To be precise, the press seems to like Republican bullies. Prior to the eruption of the lane-closing controversy last year, the New Jersey governor spent years basking in the Beltway media glow specifically because of his eagerness to unleash combative, insulting bromides. It showed he was authentic!
But could you even imagine if an angry candidate Obama, or President Obama, shook his finger in the face of a voter at a town hall forum the way Christie loves to do and get rewarded for it?

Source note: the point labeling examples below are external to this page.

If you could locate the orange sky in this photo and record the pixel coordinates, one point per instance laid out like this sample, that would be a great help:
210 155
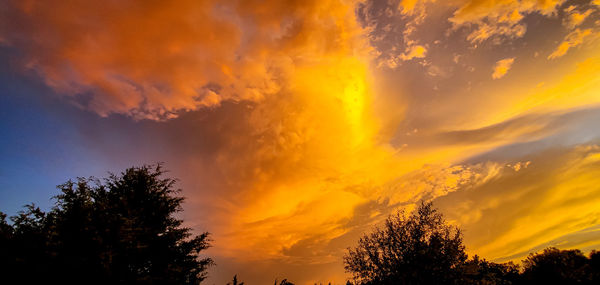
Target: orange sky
349 111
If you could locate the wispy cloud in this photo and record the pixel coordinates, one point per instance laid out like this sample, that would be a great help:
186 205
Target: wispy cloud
502 67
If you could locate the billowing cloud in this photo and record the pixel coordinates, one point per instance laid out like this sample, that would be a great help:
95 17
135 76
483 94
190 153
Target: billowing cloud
501 67
153 60
302 123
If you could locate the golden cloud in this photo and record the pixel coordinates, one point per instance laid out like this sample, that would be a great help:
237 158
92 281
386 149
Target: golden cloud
153 60
573 39
501 67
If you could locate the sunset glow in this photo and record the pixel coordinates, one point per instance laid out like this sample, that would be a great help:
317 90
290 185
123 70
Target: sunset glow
295 126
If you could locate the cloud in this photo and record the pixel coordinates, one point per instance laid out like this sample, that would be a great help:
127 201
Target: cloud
416 51
573 39
154 60
560 187
576 18
502 67
499 19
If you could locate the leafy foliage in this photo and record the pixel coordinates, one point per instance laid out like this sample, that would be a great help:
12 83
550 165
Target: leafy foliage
554 266
121 231
419 249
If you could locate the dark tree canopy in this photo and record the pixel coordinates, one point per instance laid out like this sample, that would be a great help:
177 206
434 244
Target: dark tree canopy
122 230
554 266
418 249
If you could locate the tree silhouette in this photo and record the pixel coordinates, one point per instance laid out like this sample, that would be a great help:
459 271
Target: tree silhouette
235 281
480 271
554 266
122 230
418 249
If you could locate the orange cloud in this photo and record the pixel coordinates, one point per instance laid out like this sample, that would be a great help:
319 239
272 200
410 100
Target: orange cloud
502 67
573 39
154 60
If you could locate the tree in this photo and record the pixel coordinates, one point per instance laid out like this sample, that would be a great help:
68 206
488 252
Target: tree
122 230
478 271
554 266
418 249
235 281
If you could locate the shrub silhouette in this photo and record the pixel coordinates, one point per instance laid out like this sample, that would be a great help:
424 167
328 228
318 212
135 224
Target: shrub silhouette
554 266
422 249
419 249
119 231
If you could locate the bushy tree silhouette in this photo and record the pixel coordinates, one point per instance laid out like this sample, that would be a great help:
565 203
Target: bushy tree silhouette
554 266
235 281
122 230
418 249
478 271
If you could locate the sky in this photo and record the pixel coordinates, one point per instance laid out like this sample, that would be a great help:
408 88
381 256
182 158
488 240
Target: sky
296 126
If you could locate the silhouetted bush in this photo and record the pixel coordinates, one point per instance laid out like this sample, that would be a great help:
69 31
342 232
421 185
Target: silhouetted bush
119 231
422 249
554 266
419 249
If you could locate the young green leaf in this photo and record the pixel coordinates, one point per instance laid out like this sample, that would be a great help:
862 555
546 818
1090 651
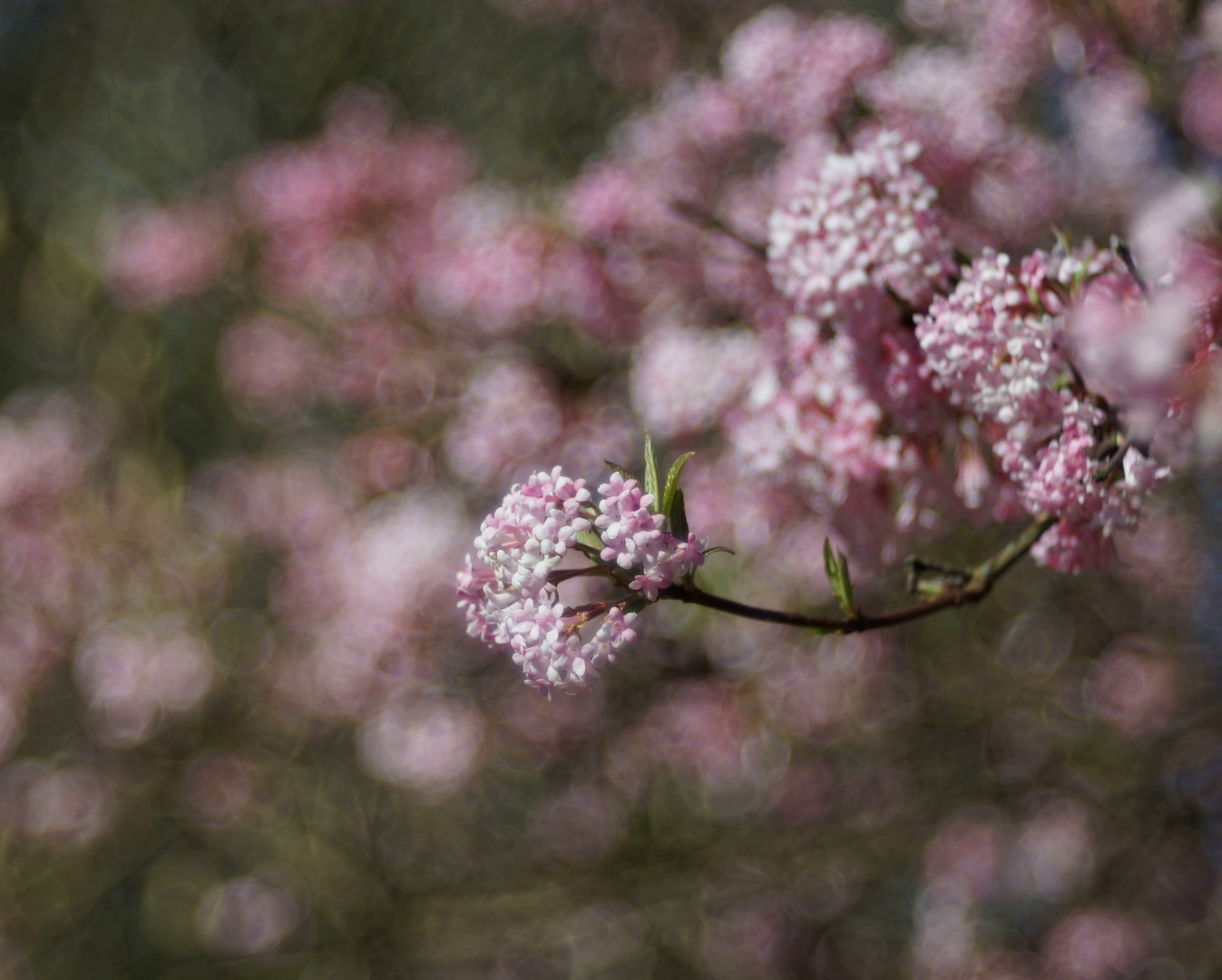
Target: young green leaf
847 603
591 539
679 517
672 484
623 472
651 473
836 566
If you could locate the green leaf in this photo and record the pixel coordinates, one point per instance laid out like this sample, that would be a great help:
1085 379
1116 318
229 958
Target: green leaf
623 472
679 515
836 566
847 603
672 484
651 473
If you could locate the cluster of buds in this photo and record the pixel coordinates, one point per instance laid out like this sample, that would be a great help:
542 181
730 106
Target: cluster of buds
637 539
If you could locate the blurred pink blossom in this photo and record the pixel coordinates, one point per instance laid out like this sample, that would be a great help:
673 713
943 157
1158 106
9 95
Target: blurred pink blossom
133 676
247 916
433 748
1098 944
62 806
154 256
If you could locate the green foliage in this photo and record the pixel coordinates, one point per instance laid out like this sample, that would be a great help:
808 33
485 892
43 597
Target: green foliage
836 566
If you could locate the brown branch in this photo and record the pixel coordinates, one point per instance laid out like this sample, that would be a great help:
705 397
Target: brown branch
696 214
978 585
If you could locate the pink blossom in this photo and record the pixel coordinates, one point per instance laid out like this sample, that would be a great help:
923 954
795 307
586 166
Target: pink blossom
131 676
633 535
529 533
513 605
247 916
507 415
718 366
432 748
795 74
153 256
269 366
1096 944
64 806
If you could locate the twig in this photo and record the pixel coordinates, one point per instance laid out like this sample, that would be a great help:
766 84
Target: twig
978 585
712 222
1122 250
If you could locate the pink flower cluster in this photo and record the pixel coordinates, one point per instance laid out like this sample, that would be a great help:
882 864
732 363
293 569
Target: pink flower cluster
869 221
997 346
632 535
511 603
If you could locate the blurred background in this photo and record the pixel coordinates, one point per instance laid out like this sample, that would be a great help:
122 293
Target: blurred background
291 291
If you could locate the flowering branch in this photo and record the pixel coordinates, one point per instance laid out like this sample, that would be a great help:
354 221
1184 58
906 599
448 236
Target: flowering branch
979 583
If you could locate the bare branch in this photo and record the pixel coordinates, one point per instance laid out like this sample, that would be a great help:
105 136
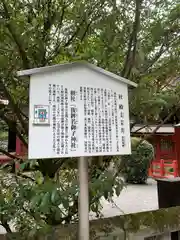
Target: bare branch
14 107
16 38
131 53
11 156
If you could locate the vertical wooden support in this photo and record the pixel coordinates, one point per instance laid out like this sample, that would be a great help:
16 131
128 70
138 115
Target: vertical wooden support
161 167
177 148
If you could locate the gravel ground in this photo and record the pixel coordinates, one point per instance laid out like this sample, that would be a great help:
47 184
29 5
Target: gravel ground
133 199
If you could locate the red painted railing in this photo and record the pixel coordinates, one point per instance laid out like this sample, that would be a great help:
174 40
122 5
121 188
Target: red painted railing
163 169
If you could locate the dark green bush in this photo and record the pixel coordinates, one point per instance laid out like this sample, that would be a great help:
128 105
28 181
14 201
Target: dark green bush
136 165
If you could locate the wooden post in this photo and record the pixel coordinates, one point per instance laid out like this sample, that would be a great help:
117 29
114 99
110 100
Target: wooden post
83 199
161 167
177 148
174 164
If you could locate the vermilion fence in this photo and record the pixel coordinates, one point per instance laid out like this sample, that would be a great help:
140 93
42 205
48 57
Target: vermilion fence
163 169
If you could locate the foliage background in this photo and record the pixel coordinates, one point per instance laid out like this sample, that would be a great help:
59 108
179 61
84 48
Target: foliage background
137 39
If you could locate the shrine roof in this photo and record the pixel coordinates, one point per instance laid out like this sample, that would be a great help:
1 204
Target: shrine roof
140 128
59 67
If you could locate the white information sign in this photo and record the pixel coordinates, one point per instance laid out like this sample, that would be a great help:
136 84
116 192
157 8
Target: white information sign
78 112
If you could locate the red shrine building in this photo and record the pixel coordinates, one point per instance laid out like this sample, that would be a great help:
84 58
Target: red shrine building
165 139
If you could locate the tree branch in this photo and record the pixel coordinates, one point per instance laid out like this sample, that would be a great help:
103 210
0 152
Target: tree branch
5 224
16 38
9 154
131 53
14 107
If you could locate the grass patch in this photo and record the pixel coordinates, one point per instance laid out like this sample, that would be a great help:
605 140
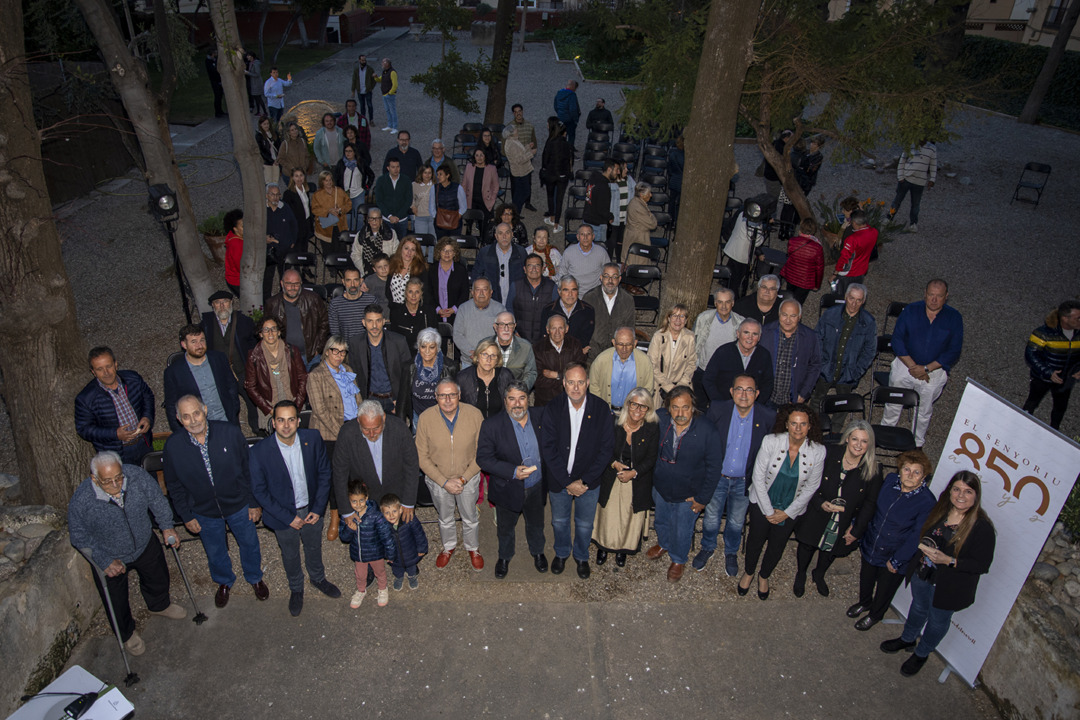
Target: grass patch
193 102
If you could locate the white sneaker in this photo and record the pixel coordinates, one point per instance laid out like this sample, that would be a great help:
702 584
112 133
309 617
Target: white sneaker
135 644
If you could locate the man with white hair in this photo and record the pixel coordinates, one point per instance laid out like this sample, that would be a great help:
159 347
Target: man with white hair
110 515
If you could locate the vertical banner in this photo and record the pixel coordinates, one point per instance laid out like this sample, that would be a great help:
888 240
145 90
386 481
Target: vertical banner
1027 471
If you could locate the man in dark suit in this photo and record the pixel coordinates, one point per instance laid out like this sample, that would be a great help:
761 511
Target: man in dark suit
742 423
743 355
379 361
377 448
509 451
291 479
231 333
204 374
115 411
577 439
213 490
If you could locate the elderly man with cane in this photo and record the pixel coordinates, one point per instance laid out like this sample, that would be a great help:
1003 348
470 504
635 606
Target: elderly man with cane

The media freak-out in the wake of an Obama flash of raw anger would likely be incalculable.
And recall last summer when during an interview with NPR's Terry Gross, Clinton got into a mildly contentious back-and-forth when the host repeatedly suggested Clinton only expressed her support for gay marriage when it became politically expedient. The media's response to the minor NPR kerfuffle was swift and fierce, as Clinton was widely condemned for getting too emotional. MSNBC, The Wall Street Journal, Politico and New York all deducted points for her "testy" exchange.
As Jessica Valenti wrote in The Guardian, "Any emotion that Hillary Clinton shows has always been used against her." By contrast, any emotion Christie showed was used to elevate him to hero status in the press.
So as Christie launches his White House run, keep in mind that among all the candidates from both parties, it's a conservative Republican governor who, over the last five years, accumulated the largest pile of glowing Beltway press clips. And it's a candidate who has fallen almost completely out of favor with American voters.